Personal information
- Full name: Mette Sjøberg Kroman
- Born: 19 April 1982 (age 44) Vejle, Denmark
- Nationality: Danish
- Height: 178 cm (5 ft 10 in)
- Playing position: left back

Senior clubs
- Years: Team
- 0000-2002: GOG Svendborg TGI
- 2002-2006: Horsens HK
- 2006-2008: FCK Håndbold
- 2008-2010: FCM Håndbold

National team
- Years: Team / Apps / (Gls)
- 2003-2008: Denmark / 85 / (262)

Medal record
| Silver medal – second place | 2004 Hungary | Team |

= Mette Sjøberg =

Danish handball player (born 1982)

Mette Sjøberg (born 19 April 1982) is a Danish former handball player.
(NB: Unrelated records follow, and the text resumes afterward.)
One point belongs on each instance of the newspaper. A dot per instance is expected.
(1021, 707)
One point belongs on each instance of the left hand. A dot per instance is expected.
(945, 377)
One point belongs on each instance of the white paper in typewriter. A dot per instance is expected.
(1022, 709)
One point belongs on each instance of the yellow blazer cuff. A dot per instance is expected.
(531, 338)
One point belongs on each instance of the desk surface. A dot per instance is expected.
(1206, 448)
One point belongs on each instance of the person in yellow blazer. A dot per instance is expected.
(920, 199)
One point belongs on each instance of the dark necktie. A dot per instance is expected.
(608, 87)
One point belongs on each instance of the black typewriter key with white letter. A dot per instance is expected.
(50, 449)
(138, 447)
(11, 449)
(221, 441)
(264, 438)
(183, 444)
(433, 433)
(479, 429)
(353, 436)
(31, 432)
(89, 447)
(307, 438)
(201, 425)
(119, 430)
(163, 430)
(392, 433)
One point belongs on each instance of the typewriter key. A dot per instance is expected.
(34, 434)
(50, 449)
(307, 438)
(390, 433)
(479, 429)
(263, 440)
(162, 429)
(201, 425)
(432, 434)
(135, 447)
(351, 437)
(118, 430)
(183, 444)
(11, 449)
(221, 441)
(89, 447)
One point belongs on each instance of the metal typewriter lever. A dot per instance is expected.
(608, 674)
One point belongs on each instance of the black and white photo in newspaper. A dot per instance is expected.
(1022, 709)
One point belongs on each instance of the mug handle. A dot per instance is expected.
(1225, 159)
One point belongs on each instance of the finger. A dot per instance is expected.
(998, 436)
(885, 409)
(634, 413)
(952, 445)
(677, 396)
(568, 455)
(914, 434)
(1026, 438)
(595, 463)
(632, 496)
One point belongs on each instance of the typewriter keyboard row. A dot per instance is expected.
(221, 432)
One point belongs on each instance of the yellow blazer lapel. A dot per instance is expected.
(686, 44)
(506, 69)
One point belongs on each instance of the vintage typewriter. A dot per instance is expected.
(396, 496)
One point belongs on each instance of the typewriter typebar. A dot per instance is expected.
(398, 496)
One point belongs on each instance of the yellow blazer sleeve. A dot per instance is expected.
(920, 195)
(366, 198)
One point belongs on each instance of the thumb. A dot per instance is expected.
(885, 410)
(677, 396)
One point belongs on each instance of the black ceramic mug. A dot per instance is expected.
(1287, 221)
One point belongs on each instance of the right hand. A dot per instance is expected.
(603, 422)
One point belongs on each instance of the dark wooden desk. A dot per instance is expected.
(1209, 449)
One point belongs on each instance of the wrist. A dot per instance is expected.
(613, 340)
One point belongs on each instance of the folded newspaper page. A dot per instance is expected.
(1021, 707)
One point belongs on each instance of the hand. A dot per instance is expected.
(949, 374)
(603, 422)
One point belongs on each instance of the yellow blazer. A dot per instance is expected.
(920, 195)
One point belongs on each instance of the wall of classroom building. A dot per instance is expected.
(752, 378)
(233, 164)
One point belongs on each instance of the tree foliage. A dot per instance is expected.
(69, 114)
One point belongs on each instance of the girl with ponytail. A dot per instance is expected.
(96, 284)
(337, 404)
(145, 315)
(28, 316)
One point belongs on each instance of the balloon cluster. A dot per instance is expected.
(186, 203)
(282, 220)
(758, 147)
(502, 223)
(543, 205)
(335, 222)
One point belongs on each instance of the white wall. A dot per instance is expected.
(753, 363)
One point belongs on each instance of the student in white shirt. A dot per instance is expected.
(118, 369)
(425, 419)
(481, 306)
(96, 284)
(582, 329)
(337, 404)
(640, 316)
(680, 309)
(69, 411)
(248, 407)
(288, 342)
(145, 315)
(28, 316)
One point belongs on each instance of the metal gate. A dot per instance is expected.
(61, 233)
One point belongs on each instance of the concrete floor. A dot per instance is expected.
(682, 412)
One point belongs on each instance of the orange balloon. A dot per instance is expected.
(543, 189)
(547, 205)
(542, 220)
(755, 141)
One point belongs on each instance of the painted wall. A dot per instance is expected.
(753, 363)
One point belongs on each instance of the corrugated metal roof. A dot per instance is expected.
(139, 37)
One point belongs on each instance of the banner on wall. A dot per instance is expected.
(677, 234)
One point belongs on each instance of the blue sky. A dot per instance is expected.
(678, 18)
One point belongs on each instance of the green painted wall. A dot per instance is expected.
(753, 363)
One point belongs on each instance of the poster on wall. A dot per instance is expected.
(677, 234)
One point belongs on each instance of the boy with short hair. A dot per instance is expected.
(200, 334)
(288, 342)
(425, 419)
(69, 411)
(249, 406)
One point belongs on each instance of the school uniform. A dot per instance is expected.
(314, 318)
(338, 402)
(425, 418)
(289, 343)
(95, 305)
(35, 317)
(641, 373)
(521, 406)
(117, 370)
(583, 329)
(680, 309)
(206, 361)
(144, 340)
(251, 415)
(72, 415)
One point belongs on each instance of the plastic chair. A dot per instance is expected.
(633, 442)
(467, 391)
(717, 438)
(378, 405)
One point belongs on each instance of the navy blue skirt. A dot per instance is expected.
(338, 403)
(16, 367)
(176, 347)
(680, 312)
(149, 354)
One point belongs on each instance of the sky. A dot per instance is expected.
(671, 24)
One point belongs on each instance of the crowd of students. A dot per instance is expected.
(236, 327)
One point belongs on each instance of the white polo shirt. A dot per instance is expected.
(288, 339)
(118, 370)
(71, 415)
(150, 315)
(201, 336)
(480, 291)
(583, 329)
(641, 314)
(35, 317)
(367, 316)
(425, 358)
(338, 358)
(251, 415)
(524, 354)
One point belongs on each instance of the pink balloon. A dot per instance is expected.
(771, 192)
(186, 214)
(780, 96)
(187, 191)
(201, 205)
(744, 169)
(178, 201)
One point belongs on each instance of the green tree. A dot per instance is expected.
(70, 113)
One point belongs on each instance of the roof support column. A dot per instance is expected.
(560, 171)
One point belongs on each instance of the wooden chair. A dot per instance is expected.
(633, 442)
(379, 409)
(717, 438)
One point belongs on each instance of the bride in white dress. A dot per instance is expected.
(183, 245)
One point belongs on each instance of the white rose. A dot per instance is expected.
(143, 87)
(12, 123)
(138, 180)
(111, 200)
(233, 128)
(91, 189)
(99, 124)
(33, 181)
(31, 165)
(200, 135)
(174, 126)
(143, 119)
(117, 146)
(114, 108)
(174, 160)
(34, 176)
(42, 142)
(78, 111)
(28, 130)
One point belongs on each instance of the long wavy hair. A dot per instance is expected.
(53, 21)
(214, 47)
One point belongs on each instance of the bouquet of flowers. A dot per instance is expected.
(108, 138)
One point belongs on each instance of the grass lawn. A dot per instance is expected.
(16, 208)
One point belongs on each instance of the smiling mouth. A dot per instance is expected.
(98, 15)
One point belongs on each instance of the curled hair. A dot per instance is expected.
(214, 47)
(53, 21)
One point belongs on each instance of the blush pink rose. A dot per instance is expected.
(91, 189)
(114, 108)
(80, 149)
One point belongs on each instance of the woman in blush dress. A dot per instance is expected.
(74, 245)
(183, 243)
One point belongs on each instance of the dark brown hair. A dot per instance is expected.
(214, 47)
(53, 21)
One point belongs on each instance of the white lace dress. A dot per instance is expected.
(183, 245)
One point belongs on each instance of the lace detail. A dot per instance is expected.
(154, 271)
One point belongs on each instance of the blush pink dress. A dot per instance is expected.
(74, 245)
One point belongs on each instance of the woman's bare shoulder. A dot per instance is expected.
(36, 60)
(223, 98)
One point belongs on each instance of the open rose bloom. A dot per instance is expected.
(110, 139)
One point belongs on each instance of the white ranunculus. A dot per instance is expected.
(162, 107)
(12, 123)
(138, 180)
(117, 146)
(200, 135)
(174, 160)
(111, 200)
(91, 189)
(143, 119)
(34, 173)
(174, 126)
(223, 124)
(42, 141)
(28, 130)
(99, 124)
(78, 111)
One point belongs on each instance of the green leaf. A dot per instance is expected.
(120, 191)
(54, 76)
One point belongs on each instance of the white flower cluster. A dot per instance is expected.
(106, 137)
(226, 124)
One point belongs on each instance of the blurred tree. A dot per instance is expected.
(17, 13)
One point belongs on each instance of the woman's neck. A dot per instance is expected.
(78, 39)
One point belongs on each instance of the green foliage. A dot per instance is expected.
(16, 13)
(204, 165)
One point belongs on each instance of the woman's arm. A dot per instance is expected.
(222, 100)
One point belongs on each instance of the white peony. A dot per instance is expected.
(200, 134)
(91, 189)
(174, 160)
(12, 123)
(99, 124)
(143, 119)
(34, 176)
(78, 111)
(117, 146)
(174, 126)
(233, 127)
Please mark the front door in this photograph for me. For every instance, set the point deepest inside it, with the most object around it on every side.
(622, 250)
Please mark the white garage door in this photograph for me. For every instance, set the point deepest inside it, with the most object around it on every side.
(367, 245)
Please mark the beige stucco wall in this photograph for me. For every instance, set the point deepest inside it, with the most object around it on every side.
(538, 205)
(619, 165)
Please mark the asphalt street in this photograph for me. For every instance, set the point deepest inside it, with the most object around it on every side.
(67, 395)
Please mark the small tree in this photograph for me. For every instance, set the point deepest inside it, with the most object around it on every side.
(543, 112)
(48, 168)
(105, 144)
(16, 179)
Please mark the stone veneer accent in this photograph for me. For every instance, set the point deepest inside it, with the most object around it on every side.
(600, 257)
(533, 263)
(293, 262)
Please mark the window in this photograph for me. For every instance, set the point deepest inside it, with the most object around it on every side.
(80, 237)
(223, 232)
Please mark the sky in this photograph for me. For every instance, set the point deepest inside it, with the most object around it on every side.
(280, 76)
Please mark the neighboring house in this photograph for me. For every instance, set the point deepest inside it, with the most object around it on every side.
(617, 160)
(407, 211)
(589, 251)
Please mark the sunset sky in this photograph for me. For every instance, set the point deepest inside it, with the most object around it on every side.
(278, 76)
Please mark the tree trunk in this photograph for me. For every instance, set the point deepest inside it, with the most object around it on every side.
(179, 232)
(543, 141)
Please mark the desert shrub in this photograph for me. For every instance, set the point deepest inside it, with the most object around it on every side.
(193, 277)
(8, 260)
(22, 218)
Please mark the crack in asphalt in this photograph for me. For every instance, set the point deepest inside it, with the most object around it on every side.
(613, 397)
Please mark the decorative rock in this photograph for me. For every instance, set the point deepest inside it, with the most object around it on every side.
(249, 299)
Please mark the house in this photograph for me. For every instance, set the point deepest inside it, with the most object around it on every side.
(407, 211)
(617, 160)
She played her entire career in Denmark for the clubs KIF Vejen, GOG, Horsens HK, FCK Håndbold and FC Midtjylland Håndbold.
Hun debuted for the Denmark women's national handball team on the 14th of June 2003. She won silver medals with Danish National team in the 2004 European Women's Handball Championship.

In 2006 she switched from Horsens HK to FCK Håndbold, where she played during the 2006/07 season, scoring 167 goals in the Danish Handball League. This was enough to make her the top scorer in the Danish league. In the summer of 2008 Sjøberg left FCK to play two seasons at FC Midtjylland Håndbold.

She retired in 2010 at the age of 28, after a shoulder injury meant she did not have her contract extended at FCM. She then joined the 3rd Division team Vejle HK.

After her playing career she has worked as a teacher in Vejle.